The concept, Phyto-Life, comes complete with a hair-cutting philosophy, education, marketing tools and a product line by the same name. It aims to target newer and up-and-coming salons in need of artistic direction.
By recruiting these smaller salons — rather than building Philip Pelusi salons organically — Pelusi estimates he could operate 400 concept salons by 2005. Currently, Pelusi’s company generates approximately $15 million each year. With the addition of concept salons, Pelusi could generate an additional $1 million a year per salon once each has fully matured, usually a one- to two-year period.
To introduce salons to the concept, this month Phyto-Life product begins shipping nationwide. The 60-stockkeeping-unit line began 20 years ago, with at least two new products being introduced annually. Phyto-Life now includes a comprehensive assortment of shampoos, treatment shampoos, treatment conditioners and styling products. Some are off the beaten path, such as X-Treme, a spray-on liquid hair protein; Fusion Foam, a two-in-one foam designed to style, strengthen and shine hair, and Glimmer, a medium-hold styling smoother with sparkles.
Many products in the Pelusi line contain between 60 and 85 percent natural ingredients. Products retail from $14.95 for shampoos to $34.95 for a hydrating treatment.

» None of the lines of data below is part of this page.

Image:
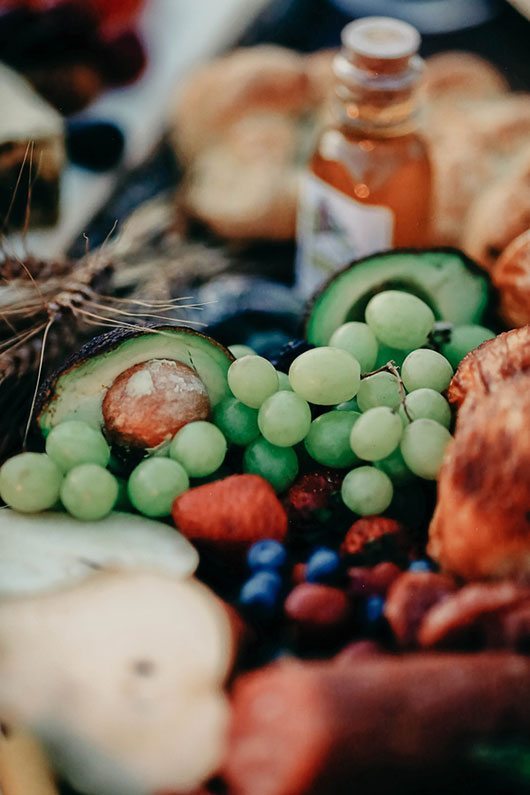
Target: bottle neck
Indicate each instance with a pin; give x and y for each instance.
(377, 98)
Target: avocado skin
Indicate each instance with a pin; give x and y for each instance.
(314, 304)
(103, 343)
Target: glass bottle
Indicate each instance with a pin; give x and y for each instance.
(368, 185)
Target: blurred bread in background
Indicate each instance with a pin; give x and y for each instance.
(244, 126)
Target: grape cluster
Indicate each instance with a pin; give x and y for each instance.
(385, 426)
(382, 427)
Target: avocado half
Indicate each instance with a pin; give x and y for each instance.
(446, 279)
(77, 389)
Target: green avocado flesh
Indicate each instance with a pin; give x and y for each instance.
(446, 280)
(78, 391)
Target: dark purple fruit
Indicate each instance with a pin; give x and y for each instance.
(122, 59)
(95, 145)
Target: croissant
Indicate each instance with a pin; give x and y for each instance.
(481, 525)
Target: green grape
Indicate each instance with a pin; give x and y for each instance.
(123, 502)
(425, 369)
(278, 465)
(252, 380)
(394, 466)
(463, 340)
(325, 376)
(423, 446)
(359, 340)
(283, 380)
(154, 485)
(328, 440)
(381, 389)
(75, 442)
(376, 433)
(348, 405)
(238, 423)
(89, 492)
(399, 319)
(367, 491)
(386, 355)
(238, 351)
(30, 482)
(284, 419)
(426, 404)
(200, 447)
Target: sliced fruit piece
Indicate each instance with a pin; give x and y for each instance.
(78, 389)
(448, 281)
(46, 551)
(148, 403)
(126, 688)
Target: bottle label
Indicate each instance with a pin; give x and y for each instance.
(334, 229)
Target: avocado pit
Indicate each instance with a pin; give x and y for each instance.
(148, 403)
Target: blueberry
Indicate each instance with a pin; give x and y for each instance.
(323, 565)
(289, 352)
(373, 609)
(95, 145)
(266, 555)
(420, 565)
(261, 591)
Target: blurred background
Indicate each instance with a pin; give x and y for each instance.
(169, 138)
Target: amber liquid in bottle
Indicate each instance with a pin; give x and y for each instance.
(372, 155)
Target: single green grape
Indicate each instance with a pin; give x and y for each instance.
(284, 419)
(75, 442)
(89, 492)
(283, 381)
(394, 466)
(376, 433)
(399, 319)
(425, 404)
(30, 482)
(367, 491)
(328, 440)
(325, 376)
(252, 380)
(348, 405)
(463, 340)
(200, 447)
(380, 389)
(423, 446)
(123, 502)
(425, 369)
(359, 340)
(386, 355)
(278, 465)
(237, 422)
(154, 485)
(238, 351)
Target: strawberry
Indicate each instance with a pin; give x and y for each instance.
(312, 492)
(367, 530)
(230, 514)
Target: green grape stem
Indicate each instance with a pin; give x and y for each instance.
(392, 368)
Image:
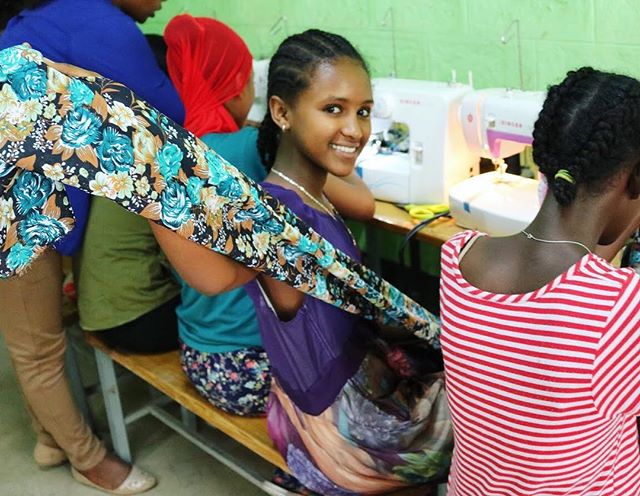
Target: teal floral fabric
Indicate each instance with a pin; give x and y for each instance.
(96, 135)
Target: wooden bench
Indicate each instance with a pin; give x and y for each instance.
(164, 373)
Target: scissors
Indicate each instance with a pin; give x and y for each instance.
(425, 211)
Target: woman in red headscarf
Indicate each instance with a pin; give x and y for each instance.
(221, 350)
(211, 67)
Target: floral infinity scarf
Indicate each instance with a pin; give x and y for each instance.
(96, 135)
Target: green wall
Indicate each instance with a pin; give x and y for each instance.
(431, 37)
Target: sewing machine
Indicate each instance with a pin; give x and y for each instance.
(497, 123)
(417, 150)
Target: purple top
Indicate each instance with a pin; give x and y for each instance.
(315, 353)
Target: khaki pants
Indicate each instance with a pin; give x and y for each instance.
(31, 322)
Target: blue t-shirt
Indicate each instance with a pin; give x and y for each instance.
(225, 322)
(94, 35)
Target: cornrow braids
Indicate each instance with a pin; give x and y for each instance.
(290, 72)
(590, 127)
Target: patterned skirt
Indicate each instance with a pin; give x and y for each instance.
(237, 382)
(384, 432)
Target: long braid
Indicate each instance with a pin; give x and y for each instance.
(589, 126)
(290, 72)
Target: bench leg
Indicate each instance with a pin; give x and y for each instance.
(113, 406)
(75, 383)
(189, 419)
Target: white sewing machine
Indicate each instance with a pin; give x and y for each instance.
(497, 123)
(431, 156)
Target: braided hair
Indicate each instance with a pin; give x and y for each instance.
(589, 126)
(290, 73)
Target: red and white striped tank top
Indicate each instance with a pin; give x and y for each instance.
(544, 387)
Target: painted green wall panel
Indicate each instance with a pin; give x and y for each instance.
(431, 37)
(618, 21)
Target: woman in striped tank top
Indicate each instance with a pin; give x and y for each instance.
(541, 337)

Pelusi estimates his product line could generate as much as $6 million in 2003, double what it rings now in approximately 350 to 400 salons in the Northeast and Southeast regions.
Dollar incentives earned from the purchase of Phyto-Life products can be used toward concept services, such as photography and education. “For every dollar you spend, you get a point,” Pelusi said. “So if you spend $2,000 on products, you get $2,000 in training. We can custom design [the training] for whatever the salon needs, for cutting, color or PhotoSynthesis,” Pelusi said, referring to the hands-on makeup, hair and fashion shoots Pelusi would oversee and photograph for clients. Photos can be used as marketing tools for mailings that bear the salon’s name. While Pelusi is eager to share his concept, he also believes it’s critical to “maintain a salon’s individual identity in respect to the hairstylist, salon owner or creative team. As they progress, they could use their own photos. This should serve as a template for them to get on their feet.”

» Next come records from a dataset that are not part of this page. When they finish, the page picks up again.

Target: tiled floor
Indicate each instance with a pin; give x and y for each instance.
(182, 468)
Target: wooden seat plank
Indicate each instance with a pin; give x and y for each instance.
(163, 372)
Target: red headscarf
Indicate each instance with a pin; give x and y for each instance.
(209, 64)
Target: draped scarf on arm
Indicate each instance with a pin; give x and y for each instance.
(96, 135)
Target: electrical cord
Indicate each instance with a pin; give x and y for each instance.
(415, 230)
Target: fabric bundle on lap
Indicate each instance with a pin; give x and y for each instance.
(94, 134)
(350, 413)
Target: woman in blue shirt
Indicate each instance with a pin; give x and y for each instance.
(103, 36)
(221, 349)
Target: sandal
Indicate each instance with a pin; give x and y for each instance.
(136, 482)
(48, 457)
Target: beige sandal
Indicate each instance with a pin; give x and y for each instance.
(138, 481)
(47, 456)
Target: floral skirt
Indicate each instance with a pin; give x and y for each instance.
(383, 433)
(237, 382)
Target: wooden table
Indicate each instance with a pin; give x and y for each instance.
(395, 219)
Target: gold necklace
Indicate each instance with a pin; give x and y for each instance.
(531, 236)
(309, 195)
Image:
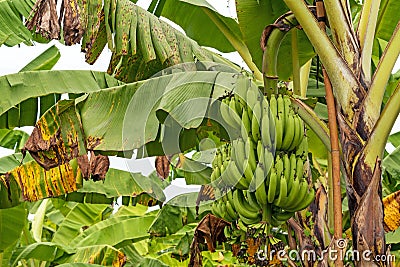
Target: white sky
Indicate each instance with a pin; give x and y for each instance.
(14, 58)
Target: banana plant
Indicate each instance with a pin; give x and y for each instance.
(358, 56)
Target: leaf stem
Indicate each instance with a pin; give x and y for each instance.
(239, 45)
(345, 84)
(378, 139)
(381, 76)
(366, 33)
(295, 63)
(312, 120)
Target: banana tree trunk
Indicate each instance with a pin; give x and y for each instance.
(364, 192)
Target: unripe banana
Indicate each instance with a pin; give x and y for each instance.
(293, 195)
(255, 122)
(260, 190)
(283, 215)
(272, 185)
(282, 197)
(242, 206)
(245, 124)
(234, 113)
(252, 199)
(225, 113)
(273, 106)
(252, 95)
(267, 213)
(250, 153)
(289, 132)
(299, 168)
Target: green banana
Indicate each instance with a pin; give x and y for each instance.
(255, 122)
(286, 166)
(234, 113)
(250, 153)
(265, 130)
(252, 199)
(225, 113)
(292, 175)
(297, 133)
(273, 106)
(272, 185)
(280, 201)
(268, 159)
(299, 168)
(293, 195)
(267, 213)
(231, 211)
(242, 206)
(283, 215)
(289, 133)
(245, 124)
(252, 95)
(260, 190)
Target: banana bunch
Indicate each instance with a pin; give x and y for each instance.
(261, 186)
(289, 126)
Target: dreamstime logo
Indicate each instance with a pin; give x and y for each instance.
(332, 254)
(180, 100)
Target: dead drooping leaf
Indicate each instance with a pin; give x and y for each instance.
(44, 18)
(162, 166)
(57, 137)
(37, 183)
(209, 230)
(99, 165)
(70, 15)
(391, 205)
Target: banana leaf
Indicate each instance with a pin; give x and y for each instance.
(12, 221)
(30, 85)
(195, 17)
(13, 139)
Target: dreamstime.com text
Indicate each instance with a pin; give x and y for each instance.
(331, 254)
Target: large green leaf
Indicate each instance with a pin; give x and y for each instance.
(13, 139)
(391, 163)
(12, 221)
(135, 110)
(27, 85)
(253, 17)
(45, 61)
(194, 16)
(122, 183)
(142, 44)
(81, 215)
(114, 231)
(12, 30)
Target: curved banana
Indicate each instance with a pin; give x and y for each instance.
(225, 113)
(282, 197)
(272, 185)
(250, 153)
(260, 190)
(245, 124)
(255, 122)
(265, 130)
(293, 195)
(243, 207)
(252, 199)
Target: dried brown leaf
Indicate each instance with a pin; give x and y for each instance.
(44, 19)
(162, 166)
(210, 230)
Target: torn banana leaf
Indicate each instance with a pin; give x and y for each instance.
(37, 183)
(21, 91)
(57, 137)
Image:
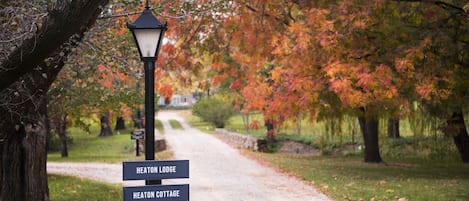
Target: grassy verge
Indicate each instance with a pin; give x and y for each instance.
(349, 178)
(175, 124)
(63, 188)
(91, 148)
(196, 122)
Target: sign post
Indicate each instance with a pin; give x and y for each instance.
(137, 135)
(156, 170)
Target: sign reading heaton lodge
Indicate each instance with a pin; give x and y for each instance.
(147, 170)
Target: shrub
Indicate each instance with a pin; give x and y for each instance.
(213, 110)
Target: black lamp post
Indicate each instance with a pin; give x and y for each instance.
(148, 34)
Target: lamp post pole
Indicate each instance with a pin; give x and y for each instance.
(149, 66)
(148, 33)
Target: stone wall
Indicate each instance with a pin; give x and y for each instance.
(252, 143)
(239, 140)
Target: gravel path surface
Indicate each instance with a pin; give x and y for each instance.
(218, 172)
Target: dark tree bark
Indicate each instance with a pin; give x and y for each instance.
(457, 129)
(105, 126)
(62, 131)
(25, 77)
(269, 125)
(23, 154)
(369, 128)
(120, 124)
(393, 128)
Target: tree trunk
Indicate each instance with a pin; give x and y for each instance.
(457, 129)
(393, 128)
(26, 75)
(369, 128)
(105, 126)
(120, 124)
(23, 157)
(62, 131)
(269, 125)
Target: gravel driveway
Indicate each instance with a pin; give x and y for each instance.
(218, 172)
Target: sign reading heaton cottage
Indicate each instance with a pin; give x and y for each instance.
(148, 170)
(166, 193)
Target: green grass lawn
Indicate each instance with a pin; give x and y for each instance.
(409, 175)
(91, 148)
(175, 124)
(64, 188)
(349, 178)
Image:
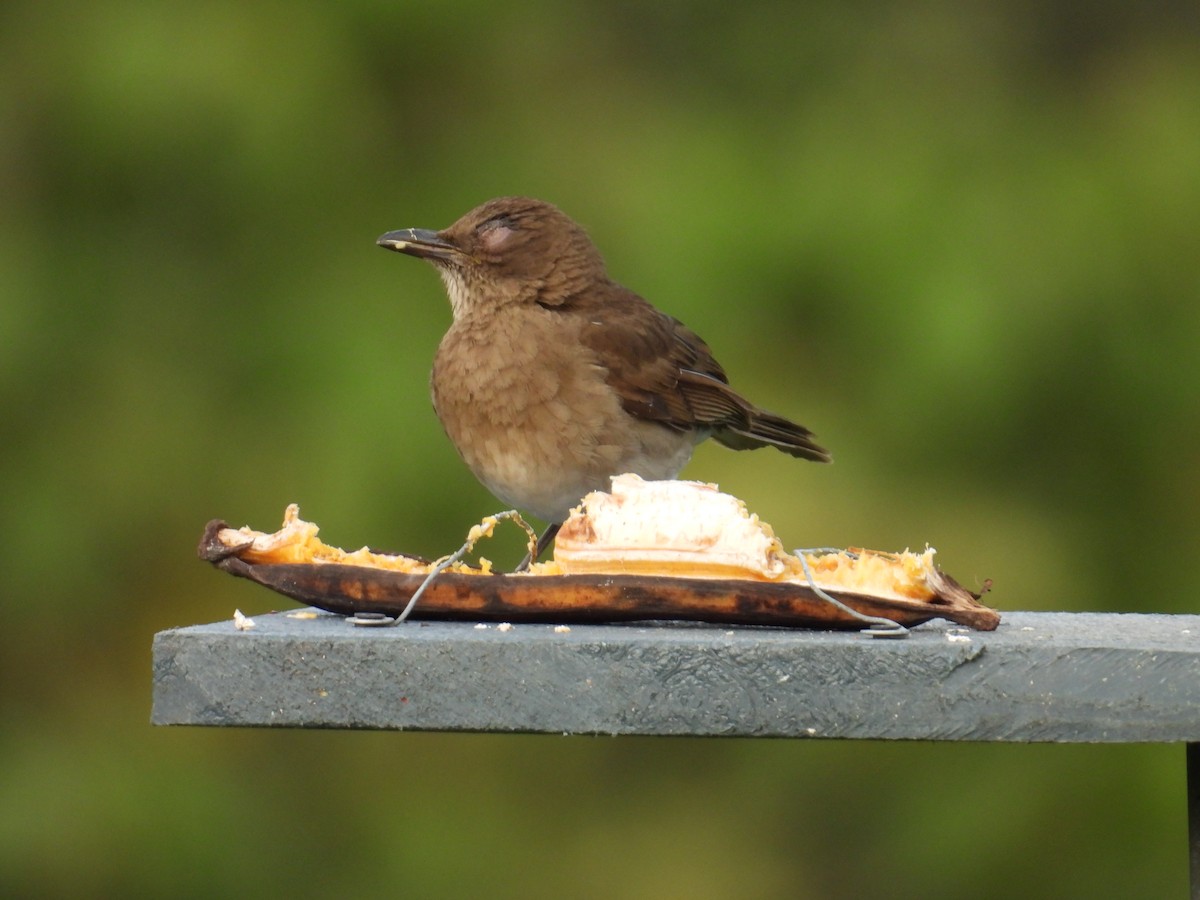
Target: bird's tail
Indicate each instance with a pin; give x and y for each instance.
(766, 429)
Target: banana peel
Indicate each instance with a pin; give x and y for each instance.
(777, 591)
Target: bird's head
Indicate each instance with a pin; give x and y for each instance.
(508, 250)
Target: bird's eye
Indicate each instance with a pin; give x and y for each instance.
(496, 232)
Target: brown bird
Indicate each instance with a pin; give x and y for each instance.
(553, 377)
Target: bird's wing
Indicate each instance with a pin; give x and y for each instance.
(646, 354)
(664, 372)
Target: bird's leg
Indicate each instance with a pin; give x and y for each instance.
(544, 541)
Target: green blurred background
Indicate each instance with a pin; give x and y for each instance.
(959, 240)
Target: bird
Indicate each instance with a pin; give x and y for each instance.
(552, 377)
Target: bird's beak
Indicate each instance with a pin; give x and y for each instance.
(419, 243)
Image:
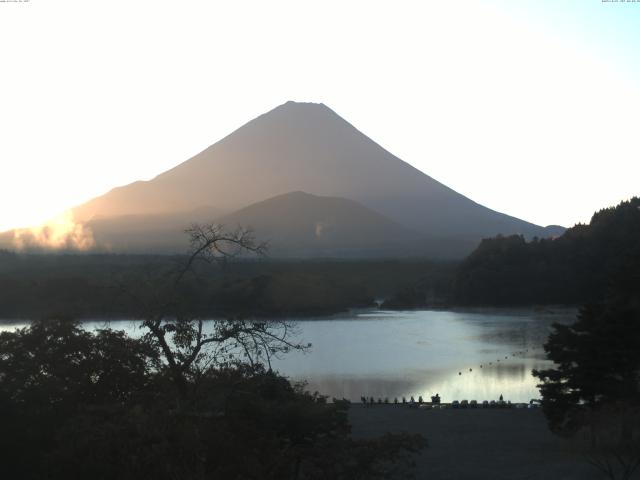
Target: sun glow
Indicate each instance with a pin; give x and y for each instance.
(61, 232)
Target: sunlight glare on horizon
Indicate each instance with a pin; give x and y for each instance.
(529, 108)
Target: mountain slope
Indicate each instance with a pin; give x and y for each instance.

Photo sessions are held at Pelusi’s education center, called SPACE (Space for Photography and Creative Expressions), located in Pittsburgh.

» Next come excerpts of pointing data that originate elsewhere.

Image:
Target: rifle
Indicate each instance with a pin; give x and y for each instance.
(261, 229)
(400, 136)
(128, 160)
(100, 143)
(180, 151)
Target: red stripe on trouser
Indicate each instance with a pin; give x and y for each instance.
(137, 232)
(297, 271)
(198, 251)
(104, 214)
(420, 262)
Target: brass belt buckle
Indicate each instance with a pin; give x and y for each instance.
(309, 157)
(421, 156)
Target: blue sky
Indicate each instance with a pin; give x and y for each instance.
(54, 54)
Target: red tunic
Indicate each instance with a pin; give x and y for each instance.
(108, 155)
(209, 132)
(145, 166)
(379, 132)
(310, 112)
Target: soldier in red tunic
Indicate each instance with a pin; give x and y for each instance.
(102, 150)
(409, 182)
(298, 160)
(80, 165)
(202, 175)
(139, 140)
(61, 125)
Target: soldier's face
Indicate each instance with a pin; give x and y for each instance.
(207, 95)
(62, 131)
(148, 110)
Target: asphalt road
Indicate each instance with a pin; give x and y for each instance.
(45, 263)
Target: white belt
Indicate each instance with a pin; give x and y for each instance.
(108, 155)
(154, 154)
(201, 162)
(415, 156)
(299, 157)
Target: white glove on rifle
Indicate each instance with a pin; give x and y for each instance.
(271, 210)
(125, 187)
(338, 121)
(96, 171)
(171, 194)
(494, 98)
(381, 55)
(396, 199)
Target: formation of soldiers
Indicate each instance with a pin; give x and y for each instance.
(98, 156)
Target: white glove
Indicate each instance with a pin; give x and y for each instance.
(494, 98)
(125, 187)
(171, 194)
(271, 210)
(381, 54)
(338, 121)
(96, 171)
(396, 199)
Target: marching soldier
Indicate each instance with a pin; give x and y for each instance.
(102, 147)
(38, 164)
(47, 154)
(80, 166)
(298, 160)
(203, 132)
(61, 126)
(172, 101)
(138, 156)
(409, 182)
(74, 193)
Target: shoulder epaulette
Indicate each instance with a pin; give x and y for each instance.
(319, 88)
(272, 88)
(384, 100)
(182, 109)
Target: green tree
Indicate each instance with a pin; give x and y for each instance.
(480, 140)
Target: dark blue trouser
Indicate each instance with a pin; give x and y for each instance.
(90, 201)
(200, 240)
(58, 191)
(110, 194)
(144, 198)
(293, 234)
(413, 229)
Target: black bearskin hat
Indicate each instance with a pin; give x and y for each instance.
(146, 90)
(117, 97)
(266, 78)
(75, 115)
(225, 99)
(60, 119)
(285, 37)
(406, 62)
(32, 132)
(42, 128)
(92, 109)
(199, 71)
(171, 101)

Pelusi didn’t plan on becoming a hairdresser. He dropped out of high school, unclear of what he wanted to do with his life. He considered pursuing a fashion career, but realized attending the Fashion Institute of Technology and Parsons School of Design required a high school diploma. Beauty school, Pelusi said, “felt good and natural” so he quit doing odd jobs in the construction arena, sold his car and attended night school. Pelusi’s first job as a hairdresser was at Studio of Elegance, a salon in Squirrel Hill, an upscale area of Pittsburgh. Within two years, Pelusi took over the salon and started developing Volumetrics, a cutting technique that Pelusi describes as one that follows the texture, fabric and density of hair, versus the metrics of hair.
A string of salons followed. Recently, Pelusi entered Manhattan with the purchase of a condominium in Gramercy Park. He plans to style hair from there for private clients once or twice a month.
“I’m a work in progress so where this [gig] takes me I’ll go along,” Pelusi said.